Qualifications for a “TN” visa

Among the types of professionals who are eligible to seek admission as TN nonimmigrants are accountants, engineers, lawyers, pharmacists, scientists, and teachers. You may be eligible for TN nonimmigrant status, if:

•   You are a citizen of Canada or Mexico;

•   Your profession qualifies under the regulations;

•   The position in the United States requires a NAFTA professional;

•   You have a prearranged full-time or part-time job with a U.S. employer (but not self-employment – see documentation required below); and

•   You have the qualifications to practice in the profession in question.

Canadian Citizens

If you are a Canadian citizen, then you are not required to apply for a TN visa at a U.S. consulate.
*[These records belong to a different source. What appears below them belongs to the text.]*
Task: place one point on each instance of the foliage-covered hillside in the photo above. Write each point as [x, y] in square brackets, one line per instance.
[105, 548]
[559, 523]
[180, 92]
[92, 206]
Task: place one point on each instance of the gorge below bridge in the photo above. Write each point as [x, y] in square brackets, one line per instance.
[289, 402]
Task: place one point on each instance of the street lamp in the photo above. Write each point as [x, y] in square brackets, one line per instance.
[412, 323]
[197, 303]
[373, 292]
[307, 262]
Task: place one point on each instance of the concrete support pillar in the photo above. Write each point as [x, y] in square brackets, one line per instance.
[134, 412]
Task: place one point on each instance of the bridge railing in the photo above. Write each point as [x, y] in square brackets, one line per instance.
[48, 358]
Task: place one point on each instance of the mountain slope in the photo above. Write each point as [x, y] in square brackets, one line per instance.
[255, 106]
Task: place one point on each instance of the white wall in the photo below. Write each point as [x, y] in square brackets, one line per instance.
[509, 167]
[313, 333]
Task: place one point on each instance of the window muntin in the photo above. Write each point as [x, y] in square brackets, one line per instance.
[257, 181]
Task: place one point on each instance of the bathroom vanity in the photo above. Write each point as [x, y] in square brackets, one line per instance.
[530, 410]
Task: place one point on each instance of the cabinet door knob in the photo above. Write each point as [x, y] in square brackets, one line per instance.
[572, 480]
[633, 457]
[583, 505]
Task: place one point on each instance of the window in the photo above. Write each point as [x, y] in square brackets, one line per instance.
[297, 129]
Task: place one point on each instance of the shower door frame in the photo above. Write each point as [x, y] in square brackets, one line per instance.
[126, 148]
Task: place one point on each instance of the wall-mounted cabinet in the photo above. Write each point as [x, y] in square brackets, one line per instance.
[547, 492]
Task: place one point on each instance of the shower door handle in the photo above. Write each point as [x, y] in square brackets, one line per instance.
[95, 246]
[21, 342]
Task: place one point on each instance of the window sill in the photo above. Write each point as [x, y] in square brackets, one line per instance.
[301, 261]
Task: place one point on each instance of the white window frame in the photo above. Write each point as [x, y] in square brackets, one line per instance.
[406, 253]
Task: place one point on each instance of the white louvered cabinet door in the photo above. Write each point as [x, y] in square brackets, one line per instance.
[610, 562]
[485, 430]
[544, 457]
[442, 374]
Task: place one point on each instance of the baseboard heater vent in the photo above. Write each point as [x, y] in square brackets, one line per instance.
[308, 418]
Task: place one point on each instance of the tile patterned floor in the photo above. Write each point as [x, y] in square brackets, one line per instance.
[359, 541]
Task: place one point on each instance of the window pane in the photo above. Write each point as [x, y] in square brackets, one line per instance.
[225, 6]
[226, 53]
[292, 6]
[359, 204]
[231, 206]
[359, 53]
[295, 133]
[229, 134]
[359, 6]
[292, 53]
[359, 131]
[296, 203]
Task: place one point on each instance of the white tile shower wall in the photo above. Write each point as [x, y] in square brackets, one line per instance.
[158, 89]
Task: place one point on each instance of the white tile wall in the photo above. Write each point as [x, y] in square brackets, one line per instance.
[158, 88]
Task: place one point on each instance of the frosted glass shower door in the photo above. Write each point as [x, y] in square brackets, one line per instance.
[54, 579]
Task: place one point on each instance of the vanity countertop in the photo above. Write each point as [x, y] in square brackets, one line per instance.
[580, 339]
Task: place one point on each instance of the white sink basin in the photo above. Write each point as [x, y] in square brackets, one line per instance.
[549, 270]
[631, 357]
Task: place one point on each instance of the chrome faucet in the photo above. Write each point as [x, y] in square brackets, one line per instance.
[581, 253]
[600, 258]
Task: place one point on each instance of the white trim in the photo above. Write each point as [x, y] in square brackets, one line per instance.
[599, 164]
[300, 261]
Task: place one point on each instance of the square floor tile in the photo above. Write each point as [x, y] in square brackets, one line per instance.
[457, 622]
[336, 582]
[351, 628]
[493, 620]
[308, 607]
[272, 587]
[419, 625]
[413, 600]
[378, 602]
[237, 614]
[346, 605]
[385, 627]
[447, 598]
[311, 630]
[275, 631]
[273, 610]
You may establish eligibility for TN classification at the time you seek admission to the United States by presenting required documentation to a U.S. Customs and Border Protection (CBP) officer at certain CBP-designated U.S. ports of entry or at a designated pre-clearance/pre-flight inspection station. You must provide the following documentation to the CBP officer:

•   Proof of Canadian citizenship;

•   Letter from your prospective employer detailing items such as the professional capacity in which you will work in the United States, the purpose of your employment, your length of stay, and your educational qualifications; and

•   Credentials evaluation (if applicable), together with any applicable fees.

Mexican Citizens

If you are a Mexican citizen, then you are required to obtain a visa to enter the United States as a TN nonimmigrant. You should apply for a TN visa directly at a U.S. embassy or consulate in Mexico.  See the U.S. Department of State webpage, “Mexican and Canadian NAFTA Professional Worker.”

Once you are approved for a TN visa, you may apply for admission at certain CBP-designated U.S. ports of entry or at a designated pre-clearance/pre-flight inspection station.  Please refer to CBP’s website for additional information and requirements for applying for admission to the United States.  If a CBP officer finds you eligible for admission, then you will be admitted as a TN nonimmigrant.